Jane tries to think back, to cast her mind past spiking pain and the soft, almost floral scent of Maura's hair, the first soft, clean thing she has come across in weeks.  But all that she remembers is a blur of pain, of terror, of more pain...

"I was bitten," she recalls aloud.  "One of the Walkers.  Nothing else to do."

She remembers, now, the rotting fingers gripping her calf, the broken teeth sinking into her flesh.  She remembers how she could almost feel the infection from the poison spreading in her blood.  She remembers grabbing her hunting knife, the one that used to be her brother's; the bright, blinding pain as she brought it down beneath her knee.

"That's not entirely true," Maura points out.  Her hands are at perfect ten-and-two position on the wheel, even though they are no other cars in sight, and in fact no road.  "You could have let the virus kill you.  You could have killed yourself.  You could have--"

"I wasn't counting death as an option," Jane retorts.  

Maura blinks.  "That seems remarkably short-sighted of you."

"And how did you come into this?" Jane demands, too tired and sore for manners.

Maura smiles.  "I saved your life."

"Specifically," Jane orders.

Maura sits up a little straighter, as though she is delivering a formal report.  "I came upon you bleeding out from a self-inflicted leg wound, and I applied a makeshift tourniquet to staunch the flow."  She gestures at the ragged edge of her linen tank top, the stretch of pale skin above her jeans.  Jane blames the little flip in her stomach on the blood loss.  "Our location wasn't safe, so I dragged you into the car and brought you with me."

"Well, thank you," Jane says at last.  

Maura's lips do something else to Jane when she smiles.  "You're welcome."

Jane is saved from analyzing the particulars of this sensation by a growl from up ahead.  "Gun," she demands.

For the first time, the car weaves on the road.  "I beg your pardon?"

"Gun," Jane repeats.  "Give it to me, now, so I can shoot that Walker before his groaning brings his buddies."

"Oh!"  Maura, apparently, is going to need some things broken down for her.  "Backseat."

Instincts override blood loss: Jane cocks, loads, sights, and gets him through the window, right between the eyes.  "Drive faster," she orders, letting her eyes drift shut.  

"I didn't want to run through the gas too quickly," Mara says.  "It's hard to come by these days."

"If you're waiting for a Texaco, sure," Jane mumbles.  "You gotta siphon it from abandoned cars."

"But I don't have a siphon," Maura objects.

Jane makes an irritated sound she is fairly certain has never before escaped her lips.  "With your mouth, Maura."

"That's incredibly dangerous," she is informed.

"So's life," Jane shoots back, slouching into the seat.

A pause.  "Fine.  Then we'll take turns."

Jane pretends to look out the window so Maura can't see her face.  "Fine."

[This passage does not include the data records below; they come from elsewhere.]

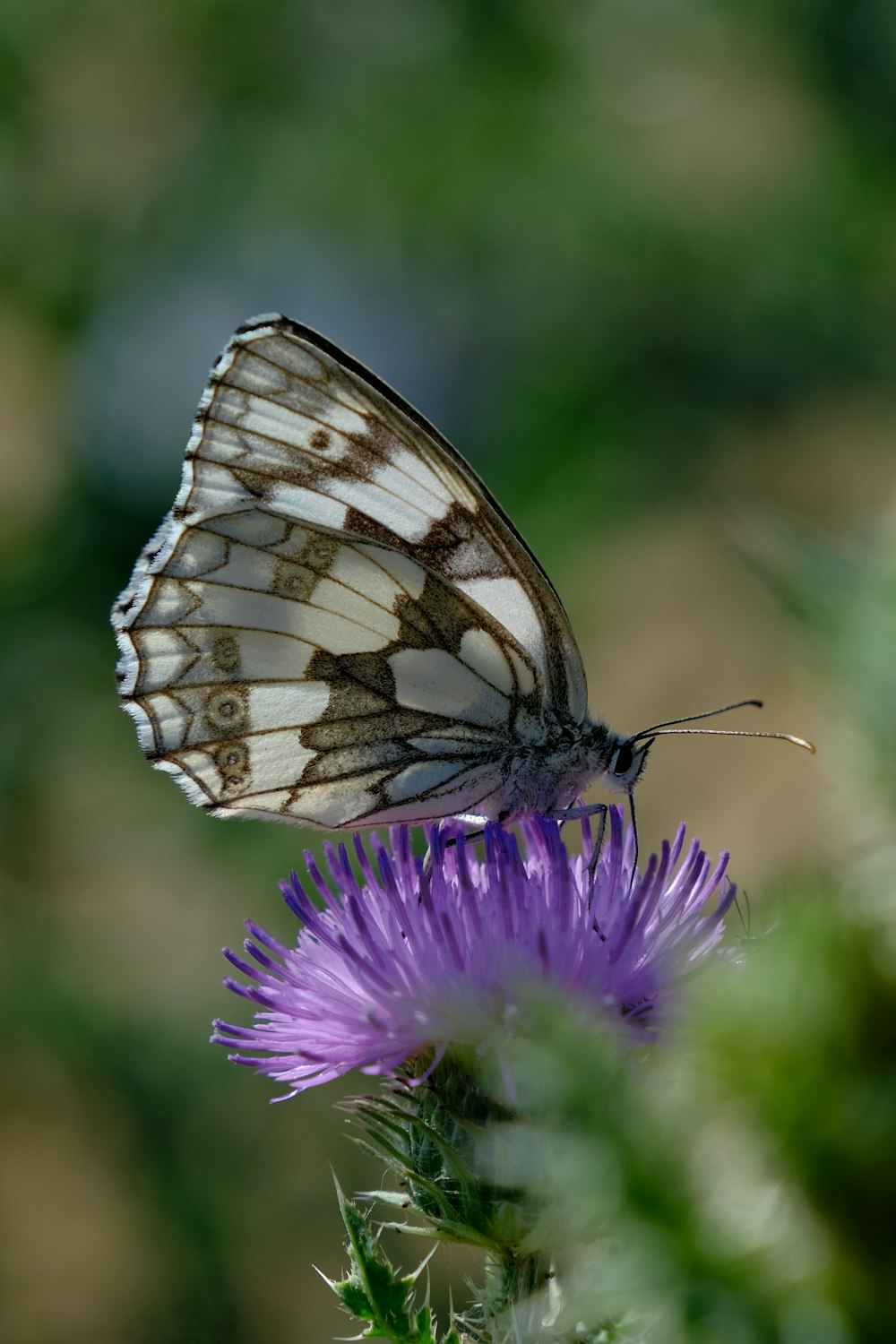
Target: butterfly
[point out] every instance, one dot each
(338, 625)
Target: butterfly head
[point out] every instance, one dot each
(626, 765)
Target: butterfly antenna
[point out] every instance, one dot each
(670, 728)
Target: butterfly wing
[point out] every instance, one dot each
(336, 623)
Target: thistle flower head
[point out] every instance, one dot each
(417, 957)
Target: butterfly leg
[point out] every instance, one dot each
(587, 809)
(469, 820)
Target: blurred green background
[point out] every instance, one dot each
(637, 258)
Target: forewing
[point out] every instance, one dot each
(296, 426)
(289, 669)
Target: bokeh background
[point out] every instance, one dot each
(637, 258)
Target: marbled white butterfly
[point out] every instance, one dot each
(338, 625)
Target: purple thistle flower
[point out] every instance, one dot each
(408, 962)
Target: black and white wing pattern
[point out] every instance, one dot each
(336, 624)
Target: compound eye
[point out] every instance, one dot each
(622, 761)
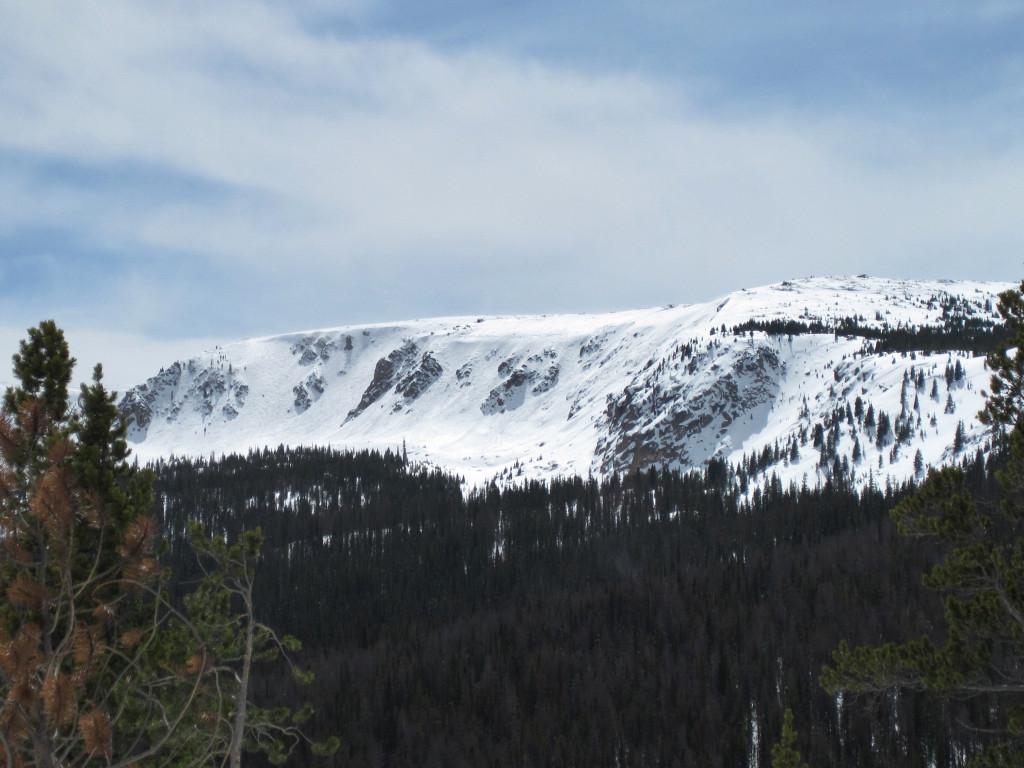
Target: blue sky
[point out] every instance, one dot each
(173, 173)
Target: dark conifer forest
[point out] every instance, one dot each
(649, 620)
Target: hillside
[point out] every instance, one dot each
(873, 378)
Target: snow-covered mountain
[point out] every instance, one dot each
(799, 390)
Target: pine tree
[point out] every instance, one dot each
(96, 665)
(982, 576)
(783, 754)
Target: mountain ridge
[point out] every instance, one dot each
(792, 379)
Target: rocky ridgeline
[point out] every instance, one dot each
(872, 379)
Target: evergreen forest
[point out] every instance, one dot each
(654, 619)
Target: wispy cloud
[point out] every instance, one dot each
(232, 168)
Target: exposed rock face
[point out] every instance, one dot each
(211, 390)
(401, 372)
(425, 374)
(793, 379)
(685, 414)
(535, 376)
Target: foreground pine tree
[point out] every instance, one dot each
(96, 665)
(982, 576)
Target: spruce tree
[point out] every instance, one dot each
(981, 577)
(783, 754)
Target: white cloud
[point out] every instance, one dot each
(330, 154)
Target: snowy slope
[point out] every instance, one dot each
(535, 396)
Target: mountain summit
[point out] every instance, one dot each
(873, 378)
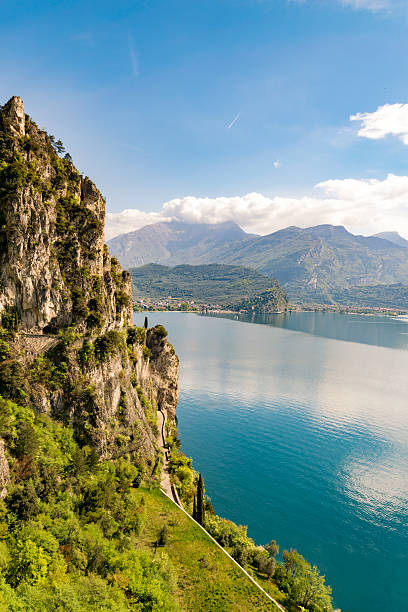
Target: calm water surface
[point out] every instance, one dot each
(300, 428)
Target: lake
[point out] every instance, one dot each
(299, 425)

"You should drink some water," Maura says.  "It'll help reverse the hypovolemia."

Jane unscrews the top on the bottle from the cup holder, letting the tepid liquid trickle down her parched throat.  She's never tasted anything so good in her life.  

Maura's fingers tap the wheel.  "You should really have antibiotics."

Jane shrugs.  "I'll be fine."

"Says the woman I found bleeding to death," Maura retorts.  "I have a plan.  According to the map, we're five hours east of a small regional hospital.  It's probably been looted long ago, but I think it's our best shot."

Jane shifts uncomfortably.  "I guess it wouldn't really help you if I died, after all the work you did to save me."

"It certainly wouldn't," Maura agrees.  "I'd be in the car with a flesh-eating monster I strapped in myself."

Jane snorts.  "There's that."

Maura reaches for her hand, and Jane's heart rattles in her rib cage.  She doesn't pull away.

"I'm just checking your pulse," Maura says.  "It's a little faster than I'd like...are you feeling any kind of stress?"

"Nah," Jane manages.  "Just a regular day with one leg in a lawless wasteland roamed by hordes of the undead."

Maura smiles.  "If it's any comfort, I have wine in the trunk."

"I'm more of a beer girl," Jane answers.

"Thank goodness I found you," Maura replies, her delicate brows lifting.  "To save you from yourself and your terrible taste."

Jane sputters out a laugh.  "Thank goodness," she echoes.